C.S.: Ho avuto la fortuna di ascoltare jazz sin da piccolo: avevo circa sei anni quando un amico di famiglia mi regalo’ una cassetta audio con su registrato “Kind of Blue” di Davis. Ne rimasi folgorato. Per me la musica e’ il jazz!
Quello che mi affascina dei grandi musicisti che hai nominato e’ l’ onesta’ e l’umilta’ con la quale si raccontano quando suonano. Poi ci sono i giganti come Coltrane, Davis, Bill Evans o Parker… ma loro non si limitavano a suonare: loro immaginavano mondi! E’ questo che mi affascina del jazz (e della musica in generale, quando e’ capace di farlo): la capacita’ che ha di raccontare storie e mondi diversi.
S.C.: Dopo il Conservatorio, hai perfezionato la tua formazione in seminari con Garrison Fewell, Mike Abene, Steve Grossman, Paul Jeffrey, Dave Liebman e Jimmy Owens. Come ti hanno trascinato fuori da una mentalita’ scolastica e radicata in una realta’ locale tanto particolarizzata?
C.S.: Hai fatto nomi di musicisti che praticamente sono dei pezzi di storia del jazz. Quello che piu’ mi ha colpito e’ che per loro la musica, il jazz, non e’ tanto questione di note o scale, ma di cosa hai da raccontare: chi sei, cosa mi porti, cosa mi regali quando suoni. Cosa mi doni. Non le scale, gli accordi, le sostituzioni… Oggi la didattica della musica si e’ specializzata molto nell’insegnamento della musica e dell’improvvisazione, ma il rischio e’ proprio quello di perdere l’anima di quello che si fa.
S.C.: In particolare il seminario con Michael Abene sulla composizione e arrangiamento per Big Band, denota un’inclinazione interessante in un momento in cui fioccano formazioni in trio o quartetto arrivando al massimo al quintetto. In che termini intendi rivisitare la scrittura per Big Band?
C.S.: La scrittura per Big Band mi attrae molto perche’ mi da’ la possibilita’ di pensare la musica nella sua totalita’, di immaginare ogni particolare. E’ molto diverso dal lavoro con piccole formazioni, dove l’interplay e’ al massimo e ogni musicista collabora alla musica che si suona.
S.C.: Da dove viene l’attenzione alle grandi formazioni e a chi ti ispireresti per il tuo primo lavoro?
C.S.: L’amore per le grandi formazioni viene dal fatto che la Big Band ha un suono fantastico: e’ sempre una festa!
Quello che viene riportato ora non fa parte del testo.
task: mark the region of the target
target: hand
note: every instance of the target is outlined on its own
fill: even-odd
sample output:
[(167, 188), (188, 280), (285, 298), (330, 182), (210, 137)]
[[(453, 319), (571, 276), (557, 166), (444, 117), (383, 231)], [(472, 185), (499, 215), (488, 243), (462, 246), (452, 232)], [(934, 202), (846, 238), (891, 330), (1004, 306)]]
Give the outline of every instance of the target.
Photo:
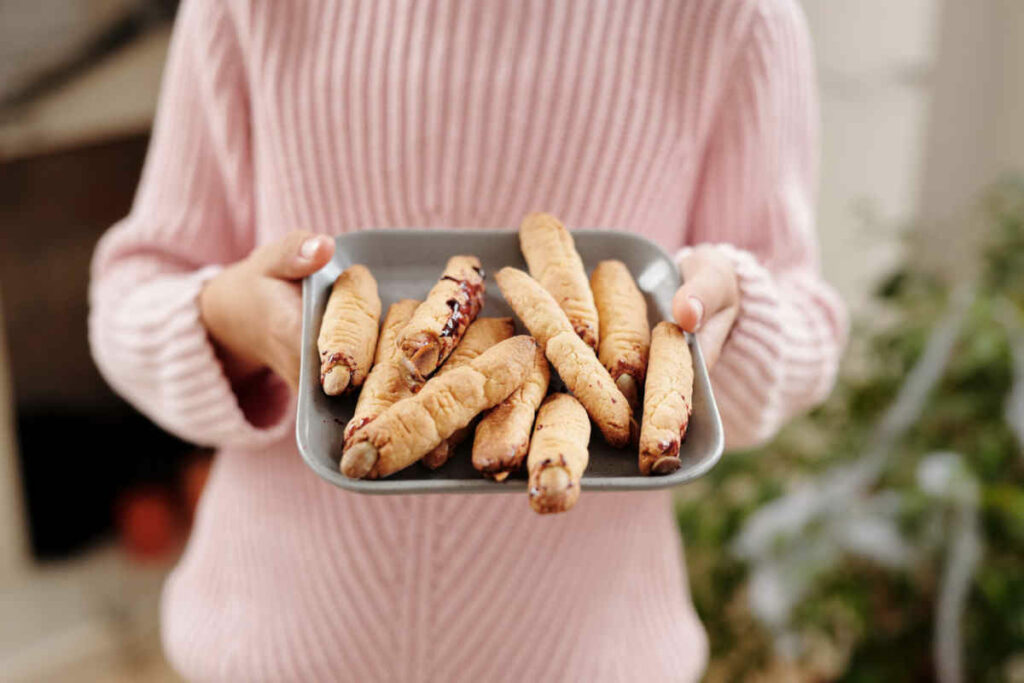
[(298, 387), (302, 304), (296, 281), (333, 255), (327, 236), (296, 231), (258, 247), (207, 283), (200, 316), (232, 384), (268, 368)]
[(672, 314), (683, 330), (695, 333), (708, 369), (739, 313), (739, 283), (732, 262), (711, 246), (700, 246), (680, 262), (683, 286), (672, 299)]

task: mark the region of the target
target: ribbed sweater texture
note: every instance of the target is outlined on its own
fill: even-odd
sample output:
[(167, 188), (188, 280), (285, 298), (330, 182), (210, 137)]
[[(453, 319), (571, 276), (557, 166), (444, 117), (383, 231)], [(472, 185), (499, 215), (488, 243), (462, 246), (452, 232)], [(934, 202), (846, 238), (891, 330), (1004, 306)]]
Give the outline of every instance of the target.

Ho avuto la fortuna di suonare spesso in big band ed e’ una sensazione meravigliosa: il suono ti avvolge completamente, in un modo che non e’ possibile con le piccole formazioni.
Per quanto riguarda le influenze, in questo momento sono molto attratto dalla scrittura di Bob Mintzer, che trovo contemporaneamente molto legato alla tradizione, ma anche molto innovativo. Ci sono anche altri musicisti che mi hanno colpito molto: c’e’ un meraviglioso disco di Kenny Wheeler con orchestra che ho praticamente divorato. Trovo molto interessante anche il lavoro di Dave Holland con l’orchestra. Tecniche compositive molto originali, che spesso si ricollegano anche al mondo della composizione classica e accademica. Ultimamente quest’aspetto mi interessa molto. Sto leggendo alcune partiture di musica classica con particolare attenzione alla forma e alla strumentazione, ma ancora non so dove mi portera’ questo lavoro.
S.C.: Per il prossimo lavoro dobbiamo aspettarci un disco in trio o una Big Band rivoluzionaria?
C.S.: Ultimamente sto riprendendo a scrivere molto per Big Band, ma sono partiture, diciamo cosi’, di studio. Niente di definitivo.
Sto invece lavorando ad un progetto discografico per solo sax. Sono brani originali con molte sovraincisioni. Molto probabilmente, se trovero’ il prodotto interessante, sara’ il mio prossimo disco.